I think I would scan the image and find all the T and corner sections, then find all corners that point in a square fashion (you can try interpreting the T sections, ignoring ‘dead ends’ which terminate in a non closing shape/open line). Something like start at a corner, then detect which way the line goes up/down/left/right. Count the number of pixels going in the same direction, record the coordinates of the corners. A corner resets the length counter, a dead end will ignore and retrace in case of a T split. When four left turns are detected with x lengths and y lengths equal, you have a square/rectangle.
If some user interaction is possible, the user could indicate pin 1, then use a strategy to number the pads.
Sloped lines can do the same, instead of detecting in a + pattern, use a circular pattern. The angle and distance can be detected. Start with a small circle around the starting point, then start increasing the radius of the circle and find continuous lines, if the line changes direction, use that position as the new corner and start a new radius of a circle.

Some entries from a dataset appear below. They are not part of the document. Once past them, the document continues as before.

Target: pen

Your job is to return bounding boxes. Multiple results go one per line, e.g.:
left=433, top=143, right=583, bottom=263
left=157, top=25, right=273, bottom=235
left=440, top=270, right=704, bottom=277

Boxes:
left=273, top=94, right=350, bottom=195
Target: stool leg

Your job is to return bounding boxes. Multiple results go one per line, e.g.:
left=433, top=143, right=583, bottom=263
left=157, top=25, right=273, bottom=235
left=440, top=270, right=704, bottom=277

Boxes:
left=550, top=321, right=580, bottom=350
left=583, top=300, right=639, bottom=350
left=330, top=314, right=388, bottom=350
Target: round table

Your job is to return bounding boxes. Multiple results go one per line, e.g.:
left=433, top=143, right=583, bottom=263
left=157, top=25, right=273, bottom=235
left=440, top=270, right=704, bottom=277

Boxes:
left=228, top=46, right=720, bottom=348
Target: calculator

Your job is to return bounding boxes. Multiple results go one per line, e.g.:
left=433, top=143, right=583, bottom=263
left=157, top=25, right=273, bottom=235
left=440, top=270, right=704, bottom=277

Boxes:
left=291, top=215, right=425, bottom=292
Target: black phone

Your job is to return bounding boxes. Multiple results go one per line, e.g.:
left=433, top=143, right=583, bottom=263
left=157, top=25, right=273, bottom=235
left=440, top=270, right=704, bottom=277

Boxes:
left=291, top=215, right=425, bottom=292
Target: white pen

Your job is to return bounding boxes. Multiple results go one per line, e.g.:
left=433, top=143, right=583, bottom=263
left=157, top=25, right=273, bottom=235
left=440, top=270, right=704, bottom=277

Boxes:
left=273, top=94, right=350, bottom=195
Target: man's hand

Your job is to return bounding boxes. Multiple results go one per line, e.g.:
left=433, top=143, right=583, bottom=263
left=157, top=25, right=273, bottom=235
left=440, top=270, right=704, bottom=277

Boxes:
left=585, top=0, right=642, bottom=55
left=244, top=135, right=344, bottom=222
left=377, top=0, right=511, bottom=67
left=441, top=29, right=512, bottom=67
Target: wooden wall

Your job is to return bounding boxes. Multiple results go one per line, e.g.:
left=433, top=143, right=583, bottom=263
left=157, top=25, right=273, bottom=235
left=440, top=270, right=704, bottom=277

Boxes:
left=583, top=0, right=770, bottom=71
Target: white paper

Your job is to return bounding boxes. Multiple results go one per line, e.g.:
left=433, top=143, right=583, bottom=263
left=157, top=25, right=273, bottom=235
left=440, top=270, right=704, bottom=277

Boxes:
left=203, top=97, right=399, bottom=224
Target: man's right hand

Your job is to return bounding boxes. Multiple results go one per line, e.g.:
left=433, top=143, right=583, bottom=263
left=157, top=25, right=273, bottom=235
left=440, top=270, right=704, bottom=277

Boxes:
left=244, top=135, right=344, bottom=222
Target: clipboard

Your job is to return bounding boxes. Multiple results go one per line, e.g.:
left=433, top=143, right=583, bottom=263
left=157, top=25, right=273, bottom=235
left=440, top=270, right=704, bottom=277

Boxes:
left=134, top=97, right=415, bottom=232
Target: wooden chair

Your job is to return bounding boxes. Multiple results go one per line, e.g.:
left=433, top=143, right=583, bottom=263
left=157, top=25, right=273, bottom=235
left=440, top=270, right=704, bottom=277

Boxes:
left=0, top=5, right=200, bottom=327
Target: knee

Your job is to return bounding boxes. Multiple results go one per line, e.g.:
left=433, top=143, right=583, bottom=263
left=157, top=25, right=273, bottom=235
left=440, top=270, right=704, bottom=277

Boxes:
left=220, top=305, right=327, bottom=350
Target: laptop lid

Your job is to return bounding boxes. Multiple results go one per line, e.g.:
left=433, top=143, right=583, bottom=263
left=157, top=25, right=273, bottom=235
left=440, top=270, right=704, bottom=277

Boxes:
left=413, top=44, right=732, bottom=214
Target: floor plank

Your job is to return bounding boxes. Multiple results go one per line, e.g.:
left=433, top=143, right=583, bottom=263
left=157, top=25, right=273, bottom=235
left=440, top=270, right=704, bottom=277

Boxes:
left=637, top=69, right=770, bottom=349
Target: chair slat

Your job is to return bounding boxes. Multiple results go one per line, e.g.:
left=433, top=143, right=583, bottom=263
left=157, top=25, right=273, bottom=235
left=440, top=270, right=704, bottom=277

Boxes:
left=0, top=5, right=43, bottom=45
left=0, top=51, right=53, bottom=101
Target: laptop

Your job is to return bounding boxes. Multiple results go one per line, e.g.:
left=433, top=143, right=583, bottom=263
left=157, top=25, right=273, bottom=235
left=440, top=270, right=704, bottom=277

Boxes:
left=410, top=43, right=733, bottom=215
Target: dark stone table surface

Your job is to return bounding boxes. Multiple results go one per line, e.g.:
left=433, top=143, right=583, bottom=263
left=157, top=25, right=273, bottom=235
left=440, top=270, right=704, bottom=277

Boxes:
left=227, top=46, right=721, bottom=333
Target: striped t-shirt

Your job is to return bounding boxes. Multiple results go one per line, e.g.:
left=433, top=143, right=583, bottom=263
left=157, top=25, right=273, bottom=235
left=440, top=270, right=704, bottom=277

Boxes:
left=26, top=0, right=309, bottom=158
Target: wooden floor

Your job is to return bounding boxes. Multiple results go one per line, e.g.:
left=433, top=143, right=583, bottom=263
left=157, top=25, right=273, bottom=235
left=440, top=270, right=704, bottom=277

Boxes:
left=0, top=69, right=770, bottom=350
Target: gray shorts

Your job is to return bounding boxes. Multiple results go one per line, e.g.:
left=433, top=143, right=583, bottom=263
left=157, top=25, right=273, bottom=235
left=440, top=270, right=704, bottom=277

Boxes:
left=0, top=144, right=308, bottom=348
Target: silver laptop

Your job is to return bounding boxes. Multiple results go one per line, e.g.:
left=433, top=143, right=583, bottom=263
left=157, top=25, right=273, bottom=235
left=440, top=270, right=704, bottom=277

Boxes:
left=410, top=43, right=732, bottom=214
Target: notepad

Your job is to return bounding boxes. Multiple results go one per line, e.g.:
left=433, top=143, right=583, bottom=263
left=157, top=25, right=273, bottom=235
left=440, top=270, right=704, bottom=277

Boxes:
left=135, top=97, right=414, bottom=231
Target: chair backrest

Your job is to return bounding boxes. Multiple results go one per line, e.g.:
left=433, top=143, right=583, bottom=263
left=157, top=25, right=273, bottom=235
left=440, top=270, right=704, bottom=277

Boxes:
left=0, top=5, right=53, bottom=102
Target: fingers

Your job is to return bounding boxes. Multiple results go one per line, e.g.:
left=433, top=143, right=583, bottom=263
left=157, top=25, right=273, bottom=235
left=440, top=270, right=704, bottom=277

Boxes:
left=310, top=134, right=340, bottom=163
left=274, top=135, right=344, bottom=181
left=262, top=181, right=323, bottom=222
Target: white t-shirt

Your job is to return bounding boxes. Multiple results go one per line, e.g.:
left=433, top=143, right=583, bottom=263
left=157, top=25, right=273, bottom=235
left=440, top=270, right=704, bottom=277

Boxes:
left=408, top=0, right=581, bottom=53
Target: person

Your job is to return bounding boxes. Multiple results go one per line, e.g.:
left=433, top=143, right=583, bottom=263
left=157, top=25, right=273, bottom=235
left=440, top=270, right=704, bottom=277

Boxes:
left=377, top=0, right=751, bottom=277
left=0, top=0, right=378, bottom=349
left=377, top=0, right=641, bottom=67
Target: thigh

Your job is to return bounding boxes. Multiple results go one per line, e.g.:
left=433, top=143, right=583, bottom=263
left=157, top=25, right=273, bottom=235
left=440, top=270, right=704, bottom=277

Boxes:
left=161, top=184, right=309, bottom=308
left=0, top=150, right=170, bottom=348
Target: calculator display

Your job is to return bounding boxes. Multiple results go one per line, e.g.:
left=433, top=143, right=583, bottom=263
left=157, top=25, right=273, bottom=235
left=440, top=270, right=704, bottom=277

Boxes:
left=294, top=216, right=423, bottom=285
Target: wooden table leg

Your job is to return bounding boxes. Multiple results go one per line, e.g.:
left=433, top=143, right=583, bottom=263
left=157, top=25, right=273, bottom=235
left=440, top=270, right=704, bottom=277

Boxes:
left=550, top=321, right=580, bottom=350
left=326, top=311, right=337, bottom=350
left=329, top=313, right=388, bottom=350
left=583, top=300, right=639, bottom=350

Detecting line thickness would be essential, simply follow the outer edge of a line, then use + or o pattern to detect what angle the line is at, then detect perpendicular to the line to detect the stroke thickness. The thickness should remain constant within a certain degree and use a threshold to detect crossing lines and perhaps filter with the crossing line detection which could be done as a preprocessing step.
Store/mark each detected pixel location, add the pixels with the stroke thickness. Test each pixel if it was already detected, rinse and repeat.
This way you could detect primitives like squares, rectangles, triangles and circles.
If you have an OCR module/library, you could use it to mark text regions, which will be excluded when detecting lines. Alternatively, you could also manually mark regions to be excluded.
Just my 2 cents worth.
The generically named PCB Libraries software actually does a pretty good job of parametric part generation. You can even generate STEP models from the part if you need them. I think they just made the Pro version free and they are working on a schematic symbol generator as well.
https://www.pcblibraries.com/
Start with corners? I know opencv has a corner detection feature to find corners then maybe connect corners by searching for paths of black pixels between them?